Musti-Yuddha
- Focus: Striking, Hybrid
- Hardness: Full-contact
- Country of origin: india
- Descendant arts: Muaythai, Kickboxing, Muay Boran, Lethwei, Bando, Kun khmer, Bokator, Viet vo dao, Thaing, Tomoi, Silat, Muay Lao, Muay lai lao, Pencak silat, Panantukan, Sikaran, Yaw-Yan,
- Olympic sport: No
- Meaning: Fist combat, Fist fighting

= Musti-yuddha =

Traditional combat sport originating from the Indian subcontinent

Musti-Yuddha (Sanskrit: मुष्टि युद्ध) is a traditional combat sport originating from the Indian subcontinent. The term literally means "fist combat", from the Sanskrit words muṣṭi (fist) and yuddha (fight, battle, conflict). While this would originally have been used as a general term for any boxing art, today it usually refers to muki boxing from Varanasi, the only surviving unarmed style. In the Punjab there still exists an armed form of boxing called loh-musti in which the fighters wear a kara on one hand, although it is no longer used for sparring.

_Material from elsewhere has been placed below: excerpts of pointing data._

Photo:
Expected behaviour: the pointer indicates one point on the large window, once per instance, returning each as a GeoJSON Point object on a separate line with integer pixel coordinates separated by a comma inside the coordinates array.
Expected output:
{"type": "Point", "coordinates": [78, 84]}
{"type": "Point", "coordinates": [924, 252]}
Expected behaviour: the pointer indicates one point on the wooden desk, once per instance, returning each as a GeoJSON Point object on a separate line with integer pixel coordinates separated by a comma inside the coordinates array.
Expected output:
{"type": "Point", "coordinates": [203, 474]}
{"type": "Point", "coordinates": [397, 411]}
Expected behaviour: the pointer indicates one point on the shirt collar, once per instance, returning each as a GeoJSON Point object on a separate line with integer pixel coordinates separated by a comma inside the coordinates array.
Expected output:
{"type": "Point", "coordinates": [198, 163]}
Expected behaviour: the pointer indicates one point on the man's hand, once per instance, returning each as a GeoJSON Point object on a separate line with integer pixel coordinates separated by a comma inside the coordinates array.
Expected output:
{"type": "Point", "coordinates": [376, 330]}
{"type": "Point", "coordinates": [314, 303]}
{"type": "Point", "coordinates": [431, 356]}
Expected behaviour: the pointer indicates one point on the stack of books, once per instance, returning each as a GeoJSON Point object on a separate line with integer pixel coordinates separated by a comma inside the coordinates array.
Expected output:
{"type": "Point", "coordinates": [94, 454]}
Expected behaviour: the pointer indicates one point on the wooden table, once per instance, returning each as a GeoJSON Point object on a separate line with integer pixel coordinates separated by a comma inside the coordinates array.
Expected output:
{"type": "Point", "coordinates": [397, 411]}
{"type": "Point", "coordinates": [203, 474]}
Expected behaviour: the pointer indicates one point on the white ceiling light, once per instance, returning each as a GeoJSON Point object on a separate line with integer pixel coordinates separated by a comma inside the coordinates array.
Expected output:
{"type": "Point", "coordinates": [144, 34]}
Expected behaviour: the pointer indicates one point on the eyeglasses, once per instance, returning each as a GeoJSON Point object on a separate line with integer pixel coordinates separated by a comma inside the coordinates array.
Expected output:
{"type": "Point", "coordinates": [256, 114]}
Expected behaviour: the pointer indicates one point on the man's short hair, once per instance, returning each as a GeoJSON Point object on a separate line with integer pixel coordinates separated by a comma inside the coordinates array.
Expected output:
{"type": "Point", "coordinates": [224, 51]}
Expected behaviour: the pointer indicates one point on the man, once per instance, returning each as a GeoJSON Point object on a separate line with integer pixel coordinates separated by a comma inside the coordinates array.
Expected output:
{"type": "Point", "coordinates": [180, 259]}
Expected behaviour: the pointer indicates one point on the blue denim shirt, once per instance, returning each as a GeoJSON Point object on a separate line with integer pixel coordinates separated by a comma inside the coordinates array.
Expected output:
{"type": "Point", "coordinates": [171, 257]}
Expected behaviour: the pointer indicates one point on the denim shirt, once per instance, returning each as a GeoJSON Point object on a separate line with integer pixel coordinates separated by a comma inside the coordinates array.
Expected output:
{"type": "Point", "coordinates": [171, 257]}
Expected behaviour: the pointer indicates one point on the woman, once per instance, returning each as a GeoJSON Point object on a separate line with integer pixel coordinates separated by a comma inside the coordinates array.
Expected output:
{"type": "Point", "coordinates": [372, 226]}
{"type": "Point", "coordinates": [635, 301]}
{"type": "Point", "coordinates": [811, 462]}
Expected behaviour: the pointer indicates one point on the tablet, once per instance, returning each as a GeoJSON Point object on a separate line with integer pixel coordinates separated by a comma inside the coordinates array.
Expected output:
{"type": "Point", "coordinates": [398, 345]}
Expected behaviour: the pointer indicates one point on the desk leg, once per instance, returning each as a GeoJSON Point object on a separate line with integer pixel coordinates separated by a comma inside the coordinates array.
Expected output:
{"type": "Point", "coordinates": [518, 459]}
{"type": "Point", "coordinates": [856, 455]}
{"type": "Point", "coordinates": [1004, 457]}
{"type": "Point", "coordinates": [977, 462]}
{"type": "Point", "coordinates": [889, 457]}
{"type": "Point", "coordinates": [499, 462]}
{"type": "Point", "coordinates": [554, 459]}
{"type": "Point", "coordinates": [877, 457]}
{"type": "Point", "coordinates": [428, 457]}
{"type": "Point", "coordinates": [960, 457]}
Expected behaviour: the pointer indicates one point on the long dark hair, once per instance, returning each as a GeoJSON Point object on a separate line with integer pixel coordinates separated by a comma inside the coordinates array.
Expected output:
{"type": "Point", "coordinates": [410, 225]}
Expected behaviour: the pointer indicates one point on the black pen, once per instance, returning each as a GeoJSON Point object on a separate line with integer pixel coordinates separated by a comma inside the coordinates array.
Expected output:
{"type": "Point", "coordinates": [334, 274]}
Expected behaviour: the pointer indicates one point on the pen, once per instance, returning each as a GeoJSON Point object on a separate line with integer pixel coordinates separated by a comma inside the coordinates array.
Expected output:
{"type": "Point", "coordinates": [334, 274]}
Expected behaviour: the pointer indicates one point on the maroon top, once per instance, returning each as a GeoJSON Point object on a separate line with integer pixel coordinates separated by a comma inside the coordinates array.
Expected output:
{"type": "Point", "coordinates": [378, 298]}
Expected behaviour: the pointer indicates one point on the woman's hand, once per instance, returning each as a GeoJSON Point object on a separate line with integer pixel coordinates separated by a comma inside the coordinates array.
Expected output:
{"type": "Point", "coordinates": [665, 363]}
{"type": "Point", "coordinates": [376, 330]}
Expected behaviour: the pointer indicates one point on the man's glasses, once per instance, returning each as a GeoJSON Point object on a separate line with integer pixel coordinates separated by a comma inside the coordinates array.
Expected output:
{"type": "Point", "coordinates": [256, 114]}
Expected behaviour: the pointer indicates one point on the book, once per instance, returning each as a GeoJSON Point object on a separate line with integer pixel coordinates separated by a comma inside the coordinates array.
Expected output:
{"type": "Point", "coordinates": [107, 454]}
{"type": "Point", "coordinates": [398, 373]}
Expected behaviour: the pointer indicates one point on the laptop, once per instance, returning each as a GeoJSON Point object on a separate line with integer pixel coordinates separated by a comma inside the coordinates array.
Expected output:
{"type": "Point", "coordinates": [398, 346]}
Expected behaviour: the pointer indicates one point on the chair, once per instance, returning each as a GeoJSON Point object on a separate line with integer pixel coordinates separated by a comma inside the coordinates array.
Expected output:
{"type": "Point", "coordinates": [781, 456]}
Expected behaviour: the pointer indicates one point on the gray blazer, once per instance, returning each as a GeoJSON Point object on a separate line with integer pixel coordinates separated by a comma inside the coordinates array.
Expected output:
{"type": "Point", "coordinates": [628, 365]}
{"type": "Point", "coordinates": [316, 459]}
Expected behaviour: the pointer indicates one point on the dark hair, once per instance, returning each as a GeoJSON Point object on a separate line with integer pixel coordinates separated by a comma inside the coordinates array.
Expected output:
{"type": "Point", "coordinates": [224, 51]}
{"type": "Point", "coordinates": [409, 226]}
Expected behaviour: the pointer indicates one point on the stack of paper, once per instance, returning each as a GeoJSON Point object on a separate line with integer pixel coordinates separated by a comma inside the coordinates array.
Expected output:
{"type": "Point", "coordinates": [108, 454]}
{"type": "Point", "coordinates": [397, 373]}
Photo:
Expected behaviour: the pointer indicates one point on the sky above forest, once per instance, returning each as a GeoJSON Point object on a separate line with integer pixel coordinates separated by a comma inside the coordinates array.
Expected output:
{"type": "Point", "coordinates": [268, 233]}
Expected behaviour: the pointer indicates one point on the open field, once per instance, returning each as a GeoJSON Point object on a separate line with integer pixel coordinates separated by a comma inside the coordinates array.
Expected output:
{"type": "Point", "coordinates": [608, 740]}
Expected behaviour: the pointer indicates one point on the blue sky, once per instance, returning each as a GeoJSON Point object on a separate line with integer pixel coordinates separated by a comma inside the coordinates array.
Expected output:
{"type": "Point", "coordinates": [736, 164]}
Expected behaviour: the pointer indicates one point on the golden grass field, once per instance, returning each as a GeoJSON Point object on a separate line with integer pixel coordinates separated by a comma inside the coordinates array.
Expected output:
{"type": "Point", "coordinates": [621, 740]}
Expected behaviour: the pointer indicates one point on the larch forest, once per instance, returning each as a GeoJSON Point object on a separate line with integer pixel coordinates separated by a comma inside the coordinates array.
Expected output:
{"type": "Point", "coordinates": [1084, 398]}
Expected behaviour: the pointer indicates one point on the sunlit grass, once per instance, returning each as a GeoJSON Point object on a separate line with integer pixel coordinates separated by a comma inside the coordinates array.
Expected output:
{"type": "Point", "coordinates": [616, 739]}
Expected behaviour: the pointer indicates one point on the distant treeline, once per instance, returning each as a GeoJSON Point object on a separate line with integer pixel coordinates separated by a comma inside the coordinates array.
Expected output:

Aspiring fighters undergo years of apprenticeship, toughening their fists against stone and other hard surfaces, until they are able to break coconuts and rocks with their bare hands. Any part of the body may be targeted, except the groin, but the prime targets are the head and chest. Techniques incorporate a variety of punches, kicks and grabs. Boxers wear no form of protection and fight bare-fisted. Matches may be one-on-one, one against a group, or group against group. Victory can be attained by knockout, ringout or submission.

The martial art is related to other forms of martial arts found in other parts of the Indian cultural sphere including Muay Thai in Thailand, Muay Lao in Laos, Pradal Serey in Cambodia and Lethwei in Myanmar.

==History==
Various types of boxing existed in ancient India. The earliest references to musti-yuddha come from classical Vedic epics such as the Ramayana and Rig Veda. The Mahabharata describes two combatants boxing with clenched fists and fighting with kicks, finger strikes, knee strikes and headbutts. Duels (niyuddham) were often fought to the death. During the period of the Western Satraps, the ruler Rudradaman - in addition to being well-versed in "the great sciences" which included Indian classical music, Sanskrit grammar, and logic - was said to be an excellent horseman, charioteer, elephant rider, swordsman and boxer. The Gurbilas Shemi, an 18th-century Sikh text, gives numerous references to musti-yuddha.

The French General Allard commented on the boxing practiced by the early 19th-century Lahore army that "Duelling is not known in the army of Ranjit Singh. The soldiers settle their disputes with their fists; a brutal, and equally un-Christian, method of adjusting differences." The particular form of boxing he referred to was loh-musti, practiced primarily in the northwest.

The British colonial introduction of western boxing in the 1890s caused a decline in native musti-yuddha, until only muki boxing survived in Varanasi. A city considered holy to Hindus, Varanasi has a tradition of annual boxing festivals dating back more than 300 years. Injuries were frequent and often severe. The most famous post-independence fighters include Narayanguru Balambhat Deodhar and Lakshmanguru Balambhat Deodhar, both of whom were said to have been able to defeat 12 men at once. Musti-yuddha has become increasingly rare over time and by the 1960s was already being pushed further underground. Illegal matches are still held in Kolkata today and are frequented by gamblers.